BFMC is looking to hire a full-time urologist to replace one that left last year, but it’s a competitive market for those jobs, said Gijanto. The hospital enlists the services of a “traveling urologist” who works one day each week.

And while pediatric services have been reduced, Gijanto said that this has occurred at community hospitals elsewhere. Children still get lab work and X-rays done at the hospital and are admitted into its emergency room, he said.

But there isn’t a huge demand for local inpatient pediatric beds as there once was when children would routinely come in each winter with respiratory syncytial virus, said Gijanto.

Several people who spoke at Wednesday’s forum expressed disappointment that Gijanto and other hospital administrators were describing the care of local residents as a “business.”

“There’s a distinction. We don’t treat our patients like they’re a business.
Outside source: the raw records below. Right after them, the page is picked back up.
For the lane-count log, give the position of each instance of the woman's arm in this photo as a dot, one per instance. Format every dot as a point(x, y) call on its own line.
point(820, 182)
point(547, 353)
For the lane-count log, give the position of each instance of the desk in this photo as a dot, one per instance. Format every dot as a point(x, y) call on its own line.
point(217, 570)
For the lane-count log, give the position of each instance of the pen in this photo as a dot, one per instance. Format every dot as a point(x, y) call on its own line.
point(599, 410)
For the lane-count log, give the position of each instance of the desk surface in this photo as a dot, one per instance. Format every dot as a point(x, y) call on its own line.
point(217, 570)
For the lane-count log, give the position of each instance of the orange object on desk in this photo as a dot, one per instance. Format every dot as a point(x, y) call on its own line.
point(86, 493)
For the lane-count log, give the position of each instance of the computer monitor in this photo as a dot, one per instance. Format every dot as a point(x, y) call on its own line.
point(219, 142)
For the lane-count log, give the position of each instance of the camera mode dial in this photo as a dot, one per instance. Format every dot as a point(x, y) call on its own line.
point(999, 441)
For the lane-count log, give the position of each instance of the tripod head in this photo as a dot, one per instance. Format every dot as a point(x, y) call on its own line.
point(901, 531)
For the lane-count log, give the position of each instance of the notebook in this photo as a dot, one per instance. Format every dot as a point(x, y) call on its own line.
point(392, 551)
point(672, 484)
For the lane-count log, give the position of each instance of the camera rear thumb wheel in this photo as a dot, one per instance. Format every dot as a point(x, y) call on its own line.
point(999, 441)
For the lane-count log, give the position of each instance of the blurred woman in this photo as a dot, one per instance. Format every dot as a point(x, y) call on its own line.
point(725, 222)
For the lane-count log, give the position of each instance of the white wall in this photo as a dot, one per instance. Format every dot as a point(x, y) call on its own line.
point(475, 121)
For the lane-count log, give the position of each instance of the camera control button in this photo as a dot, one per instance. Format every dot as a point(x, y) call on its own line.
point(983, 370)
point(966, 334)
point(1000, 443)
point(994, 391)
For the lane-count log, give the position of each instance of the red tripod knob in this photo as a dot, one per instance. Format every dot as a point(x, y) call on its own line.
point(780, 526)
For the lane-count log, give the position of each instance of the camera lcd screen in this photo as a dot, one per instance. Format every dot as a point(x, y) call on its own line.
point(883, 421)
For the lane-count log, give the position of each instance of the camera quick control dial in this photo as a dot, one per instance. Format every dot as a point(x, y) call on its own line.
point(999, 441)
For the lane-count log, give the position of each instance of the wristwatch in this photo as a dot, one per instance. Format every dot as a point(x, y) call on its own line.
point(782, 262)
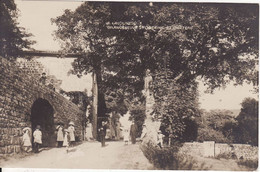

We treat our patients with compassion and with good care,” said Gijanto.

“But we have to pay the bills,” he said. “Unfortunately with the massive (federal) cuts that have come through, you’re frequently asked to do more with less, and that trend continues.”

Residents and nurses indicated Wednesday an interest in organizing another larger event. Gijanto said he isn’t sure if the hospital would participate if invited.

The hospital won’t be publicly speaking about the ongoing contract dispute with its nurses, he said, but would not be opposed to speaking at a forum about community care.

On Wednesday, Sheriff Christopher Donelan said that a group of elected officials and community leaders did not have phone calls returned by Baystate Health officials.

Gijanto said that Donelan never called his office because he would have returned his call. When reached by phone Thursday, Donelan said he called Baystate Health officials in Springfield, and that those administrators never called him back.

(Correction: Hospital president Chuck Gijanto said that services are being used in Springfield, but not shifting to Springfield.)